Sensors are used to monitor environmental conditions across large land areas to get a read on changing conditions, such as temperatures, humidity, precipitation and more. One of the drawbacks of using conventional sensors is their deployment, which is typically done by hand, costing both time and money. Scientists from the University of Washington have developed a novel solution to create sensor arrays over large swaths of land inspired by dandelions, specifically how they disperse seeds using the wind.
The researchers designed their tiny sensor-carrying device using a unique pinwheel shape that allows for minimal terminal velocity so the sensors can be distributed over a wide area when deployed from a drone.

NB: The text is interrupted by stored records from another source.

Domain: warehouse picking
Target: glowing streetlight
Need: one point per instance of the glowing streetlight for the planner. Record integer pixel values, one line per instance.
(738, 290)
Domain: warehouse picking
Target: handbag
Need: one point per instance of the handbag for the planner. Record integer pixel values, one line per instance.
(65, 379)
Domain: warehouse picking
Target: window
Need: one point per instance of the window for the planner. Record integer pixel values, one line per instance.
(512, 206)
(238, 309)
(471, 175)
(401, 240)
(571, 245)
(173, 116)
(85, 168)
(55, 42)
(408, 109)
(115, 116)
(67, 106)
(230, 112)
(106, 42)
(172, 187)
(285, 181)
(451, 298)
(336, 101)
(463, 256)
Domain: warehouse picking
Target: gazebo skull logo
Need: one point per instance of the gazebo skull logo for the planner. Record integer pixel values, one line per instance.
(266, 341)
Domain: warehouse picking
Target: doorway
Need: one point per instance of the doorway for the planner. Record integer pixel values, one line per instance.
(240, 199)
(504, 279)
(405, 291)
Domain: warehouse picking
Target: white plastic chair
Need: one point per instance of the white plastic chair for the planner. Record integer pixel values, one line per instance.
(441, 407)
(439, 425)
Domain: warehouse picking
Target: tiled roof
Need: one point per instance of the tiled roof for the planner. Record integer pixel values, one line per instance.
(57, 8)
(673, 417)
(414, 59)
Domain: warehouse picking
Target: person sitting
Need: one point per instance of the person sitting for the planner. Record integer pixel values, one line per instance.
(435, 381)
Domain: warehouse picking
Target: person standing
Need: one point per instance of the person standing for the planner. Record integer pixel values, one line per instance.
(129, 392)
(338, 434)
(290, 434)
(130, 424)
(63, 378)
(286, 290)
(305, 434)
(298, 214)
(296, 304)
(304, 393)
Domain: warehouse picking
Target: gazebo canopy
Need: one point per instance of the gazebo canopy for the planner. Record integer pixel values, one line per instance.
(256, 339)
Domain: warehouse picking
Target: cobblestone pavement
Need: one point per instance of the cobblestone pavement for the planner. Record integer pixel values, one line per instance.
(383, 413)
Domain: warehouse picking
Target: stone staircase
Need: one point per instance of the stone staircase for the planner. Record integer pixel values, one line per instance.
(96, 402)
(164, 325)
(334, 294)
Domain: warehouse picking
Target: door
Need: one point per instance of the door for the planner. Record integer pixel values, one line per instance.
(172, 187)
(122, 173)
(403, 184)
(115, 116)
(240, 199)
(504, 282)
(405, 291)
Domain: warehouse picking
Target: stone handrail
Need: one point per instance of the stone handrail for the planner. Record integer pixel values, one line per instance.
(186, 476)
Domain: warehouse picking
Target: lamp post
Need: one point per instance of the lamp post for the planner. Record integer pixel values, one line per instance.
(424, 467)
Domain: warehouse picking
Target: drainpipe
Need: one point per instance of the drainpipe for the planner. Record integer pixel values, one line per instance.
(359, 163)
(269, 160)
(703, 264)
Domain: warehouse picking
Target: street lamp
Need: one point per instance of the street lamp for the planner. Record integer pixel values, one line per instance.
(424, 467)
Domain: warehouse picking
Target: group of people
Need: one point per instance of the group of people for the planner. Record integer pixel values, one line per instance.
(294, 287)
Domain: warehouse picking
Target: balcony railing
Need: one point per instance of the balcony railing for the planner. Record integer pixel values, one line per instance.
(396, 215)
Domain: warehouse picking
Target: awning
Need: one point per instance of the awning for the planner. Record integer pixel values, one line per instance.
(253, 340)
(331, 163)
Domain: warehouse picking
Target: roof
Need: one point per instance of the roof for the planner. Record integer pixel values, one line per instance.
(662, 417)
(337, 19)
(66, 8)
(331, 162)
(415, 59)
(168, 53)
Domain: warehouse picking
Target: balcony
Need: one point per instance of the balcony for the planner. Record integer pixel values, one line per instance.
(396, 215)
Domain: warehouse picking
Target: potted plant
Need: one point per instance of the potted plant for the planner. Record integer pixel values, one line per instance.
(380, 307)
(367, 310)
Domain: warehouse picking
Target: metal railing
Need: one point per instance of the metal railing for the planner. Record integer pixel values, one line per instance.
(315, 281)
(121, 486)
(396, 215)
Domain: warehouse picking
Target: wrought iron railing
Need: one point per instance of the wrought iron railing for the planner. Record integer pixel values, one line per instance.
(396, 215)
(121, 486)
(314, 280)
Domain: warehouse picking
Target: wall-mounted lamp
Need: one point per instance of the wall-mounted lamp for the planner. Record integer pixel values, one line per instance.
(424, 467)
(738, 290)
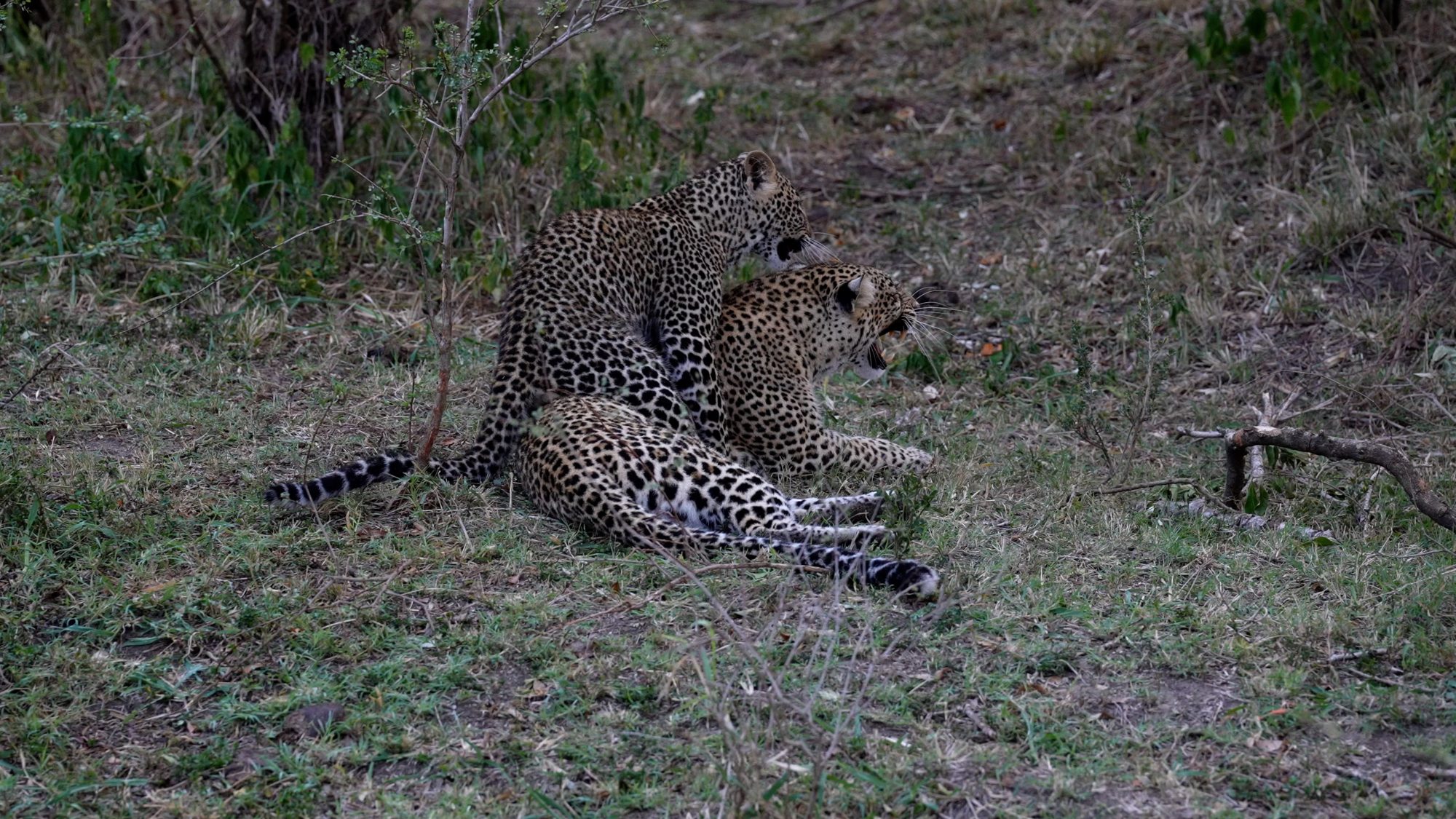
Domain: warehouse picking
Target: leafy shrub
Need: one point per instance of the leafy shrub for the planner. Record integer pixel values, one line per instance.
(1320, 55)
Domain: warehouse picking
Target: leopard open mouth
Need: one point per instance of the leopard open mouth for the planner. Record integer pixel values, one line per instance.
(877, 356)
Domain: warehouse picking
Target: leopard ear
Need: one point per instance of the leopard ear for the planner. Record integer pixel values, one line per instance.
(762, 177)
(855, 293)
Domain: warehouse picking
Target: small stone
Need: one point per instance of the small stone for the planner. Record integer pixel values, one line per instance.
(314, 720)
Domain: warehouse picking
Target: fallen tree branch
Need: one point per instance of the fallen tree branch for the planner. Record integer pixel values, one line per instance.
(1393, 461)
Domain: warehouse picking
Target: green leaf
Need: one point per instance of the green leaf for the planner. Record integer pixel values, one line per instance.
(1257, 23)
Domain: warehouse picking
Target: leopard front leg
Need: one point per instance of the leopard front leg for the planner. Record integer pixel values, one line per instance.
(861, 454)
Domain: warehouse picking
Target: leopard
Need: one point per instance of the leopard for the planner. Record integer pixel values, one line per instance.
(624, 302)
(627, 302)
(604, 467)
(787, 331)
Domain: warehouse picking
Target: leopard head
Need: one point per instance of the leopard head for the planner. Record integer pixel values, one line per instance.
(777, 228)
(860, 306)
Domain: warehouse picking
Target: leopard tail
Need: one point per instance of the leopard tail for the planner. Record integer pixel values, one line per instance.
(355, 475)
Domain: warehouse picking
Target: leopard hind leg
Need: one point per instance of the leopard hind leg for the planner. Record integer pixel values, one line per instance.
(845, 507)
(633, 525)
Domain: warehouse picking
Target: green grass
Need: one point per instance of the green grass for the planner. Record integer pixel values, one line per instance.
(161, 630)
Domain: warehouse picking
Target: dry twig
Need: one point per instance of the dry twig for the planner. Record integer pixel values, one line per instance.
(1393, 461)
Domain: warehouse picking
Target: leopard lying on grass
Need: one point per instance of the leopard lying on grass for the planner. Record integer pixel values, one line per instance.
(786, 331)
(612, 468)
(624, 304)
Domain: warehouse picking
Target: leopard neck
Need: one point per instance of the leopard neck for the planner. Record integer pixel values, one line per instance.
(716, 203)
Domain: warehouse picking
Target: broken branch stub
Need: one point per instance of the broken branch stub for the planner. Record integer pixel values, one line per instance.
(1393, 461)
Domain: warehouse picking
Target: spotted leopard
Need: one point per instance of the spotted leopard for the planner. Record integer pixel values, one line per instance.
(786, 331)
(627, 304)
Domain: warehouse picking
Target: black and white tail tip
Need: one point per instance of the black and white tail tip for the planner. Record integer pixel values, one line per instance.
(389, 467)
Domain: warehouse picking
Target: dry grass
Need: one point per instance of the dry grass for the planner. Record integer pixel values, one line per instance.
(1085, 657)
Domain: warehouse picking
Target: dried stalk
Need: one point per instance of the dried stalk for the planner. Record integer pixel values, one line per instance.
(1238, 442)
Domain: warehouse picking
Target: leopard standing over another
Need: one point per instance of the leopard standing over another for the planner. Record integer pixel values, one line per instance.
(615, 302)
(612, 468)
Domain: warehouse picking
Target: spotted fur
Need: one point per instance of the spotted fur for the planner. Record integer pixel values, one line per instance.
(602, 467)
(787, 331)
(627, 304)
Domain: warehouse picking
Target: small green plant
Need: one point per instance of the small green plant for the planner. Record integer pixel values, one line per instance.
(1138, 400)
(1321, 59)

The system weighs around 30x as heavy as a dandelion seed but can still travel up to 100 yards from its dispersal point and are designed to land face-up, which happens 95% of the time. Once the sensors land, they can then power their payload (up to four sensors) using solar panels and transmit data up to 60 meters away.
Considering the system uses solar power to drive the sensors, the system becomes inactive at night and requires a bit more energy to power in the morning, which is handled by an onboard capacitor that can store enough energy to get the job done. Data is transmitted using a backscattering technique that sends information by reflecting transmitted signals, saving on weight so the sensors can travel farther. Finding how far they can travel was done using drop tests from different heights by hand and via drone. The scientists noted that slightly varying the shape of each platform would disperse the sensors somewhat even over a wide area, thus reducing the time it would take to deploy them by hand. The team is currently looking at ways to make the system biodegradable, so the environment isn’t littered with electronics.